I belatedly realised the other day that I've just passed my sixth birthday blogging. So I thought I would bung up a few short thoughts on how things stand six years on....
1. My view of the world has shifted a bit. I no longer accept many of the cornerstones of mainstream corporate governance, such as the general emphasis on disclosure as a policy tool, in addition to more specific ideas such as the use of performance-related pay to guide behaviour. In broader economic terms I am ever more convinced that the declining share of wealth going to labour is at the heart of much of what has gone wrong, and that rebuilding the ability of working people to claim their fair share is a massive part of the solution.
2. Linked to that, my own focus has drifted, I've blogged less about what unions are doing, though probably more about what Labour is doing. This is probably due to my day-to-day work, where I do more policy-related work and deal less than I used to with union-specific issues. However, given my over-arching political & economic view of the world, this is something I think I need to rebalance again. There are a lot of people giving advice to Labour, not so many to labour, so I'm going to try and up the union-related content again.
3. The topics that dominate the headlines even in the microcosm I inhabit have changed. I was blogging a lot five years ago about private equity, and there was a lot of TU commentary about it. That has all gone rather quiet, at least in the UK. Instead we've seen a much greater focus on reforming the financial sector, as opposed to battling bits of it.
4. I can't write as well as I used to, which is largely because I don't have the same time to commit to the blog. This is massively outweighed by the reason I can't spend as much time on blogging these days, who has just turned four! In retrospect I am very glad I didn't stop blogging a couple of years back & I'm grateful to people for encouraging me to stick with it.
5. On the crisis, the big point I draw from it is that a big dividing line in politics, including within the Left, is how significant it is. I tend to the view that, while it's still too early to tell where we are heading, it is very clear that it has hollowed out a lot of the intellectual architecture around markets/ownership/governance etc that existed in 2007. Some things are still left standing that I think are basically facades, and could fall if subjected to a proper push.

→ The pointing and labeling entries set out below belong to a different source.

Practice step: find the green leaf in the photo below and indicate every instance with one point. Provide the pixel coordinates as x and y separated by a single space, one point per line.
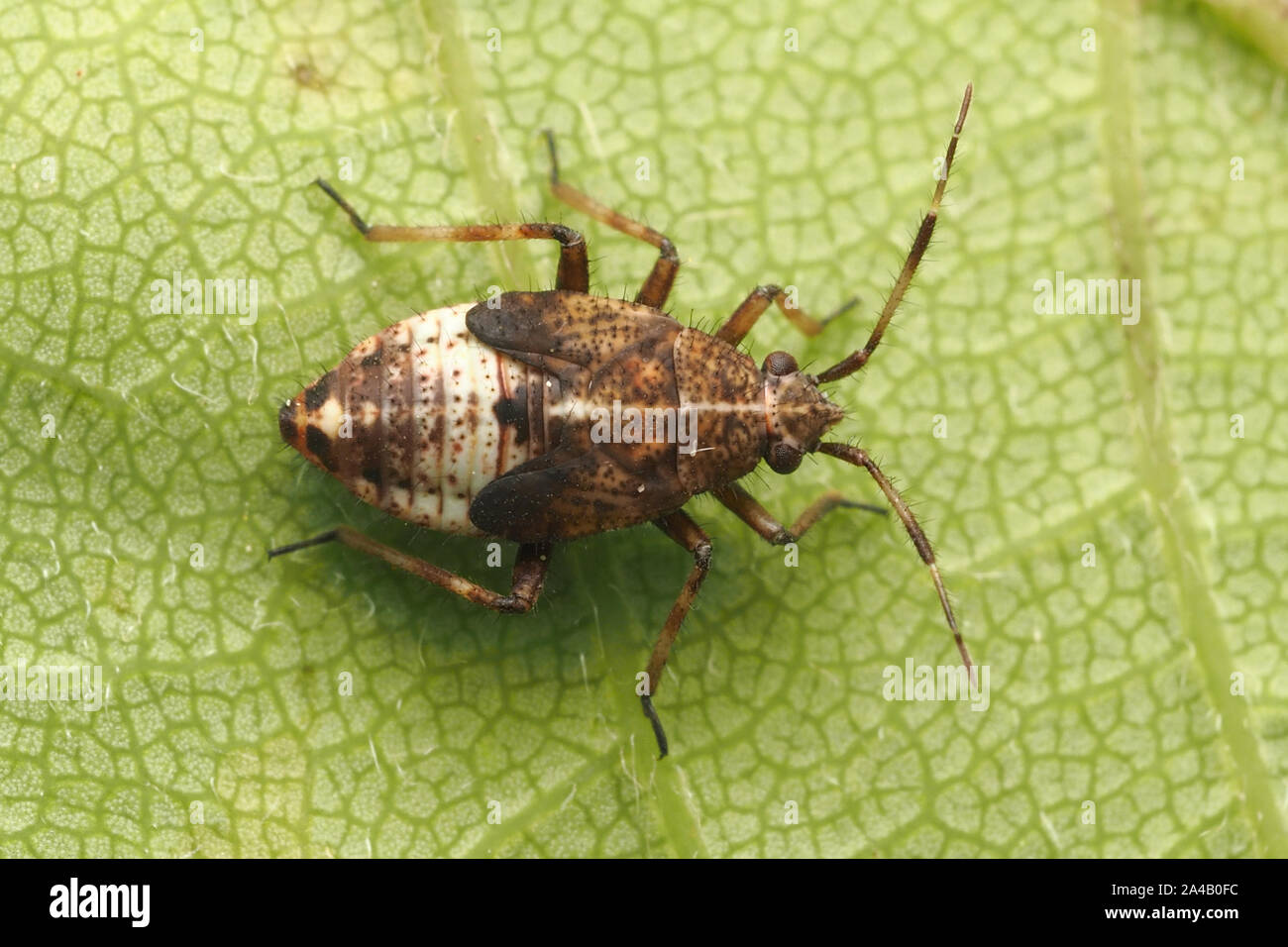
1136 706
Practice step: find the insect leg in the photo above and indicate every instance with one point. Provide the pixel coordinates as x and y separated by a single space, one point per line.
748 510
657 286
859 458
919 243
574 264
755 304
690 535
529 570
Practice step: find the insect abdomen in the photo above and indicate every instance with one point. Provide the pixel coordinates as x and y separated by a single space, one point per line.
421 416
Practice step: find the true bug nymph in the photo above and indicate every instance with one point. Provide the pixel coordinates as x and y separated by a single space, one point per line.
477 419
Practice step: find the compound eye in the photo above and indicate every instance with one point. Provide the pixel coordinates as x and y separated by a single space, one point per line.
780 364
784 458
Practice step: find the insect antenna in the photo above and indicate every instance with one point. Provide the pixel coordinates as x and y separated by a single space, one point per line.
859 458
859 359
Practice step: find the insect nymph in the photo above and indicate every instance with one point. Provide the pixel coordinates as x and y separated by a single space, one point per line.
485 419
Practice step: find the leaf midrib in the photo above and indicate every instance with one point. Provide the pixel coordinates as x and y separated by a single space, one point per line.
1171 497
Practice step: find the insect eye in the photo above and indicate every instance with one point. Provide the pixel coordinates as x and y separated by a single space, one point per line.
784 458
780 364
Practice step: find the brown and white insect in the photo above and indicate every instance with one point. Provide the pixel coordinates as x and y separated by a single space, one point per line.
485 419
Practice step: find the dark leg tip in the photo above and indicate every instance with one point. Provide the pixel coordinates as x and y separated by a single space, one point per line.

In addition, because of the confusion over what actually works, I think ideas that have until recently seemed untouchable or unthinkable are back in play.
On the same point, I think that there is corresponding legitimacy crisis for some parts of society. Banks are the most obvious example, but there are others. I have worked in a policy environment where certain organisations' views have been given a greater weight than others because of who they notionally represent, and thus how important they are within a given sector. But in the same way they have until recently been given greater weight, they could be given lesser weight in future. For example, there is no reason why policymakers should necessarily give the views of investor trade bodies more weight than those of trade unions when thinking about governance issues.
6. Finally a couple of (hopeful) predictions for the years ahead. I hope we are beginning to see a rethinking of the value of performance-related pay. I have been expecting this for a few years now, and we're starting to see a few signs that disillusionment is setting in. I don't underestimate how much of a shift this will be, since it's been an article of faith in mainstream corp gov for two decades that you need to use pay to control executive behaviour. But if a more behaviourally-informed approach to corp gov develops I don't see how we can ignore the evidence that performance-related pay isn't suited to either complex tasks, or long-term ones.
Secondly, I think we are seeing the first signs that a concerted push on the Left for a greater employee role in governance is on the cards. I put my hands up and admit this is not something I immediately expected as the crisis hit, but that goes to show you how existing 'common sense' in corp gov as been discredited and, as such, others have been given space to develop. As I've blogged recently, there's a lot of talk now on the 'thinky' bit of the Left. If we want to see this develop we need to start getting a practical programme together.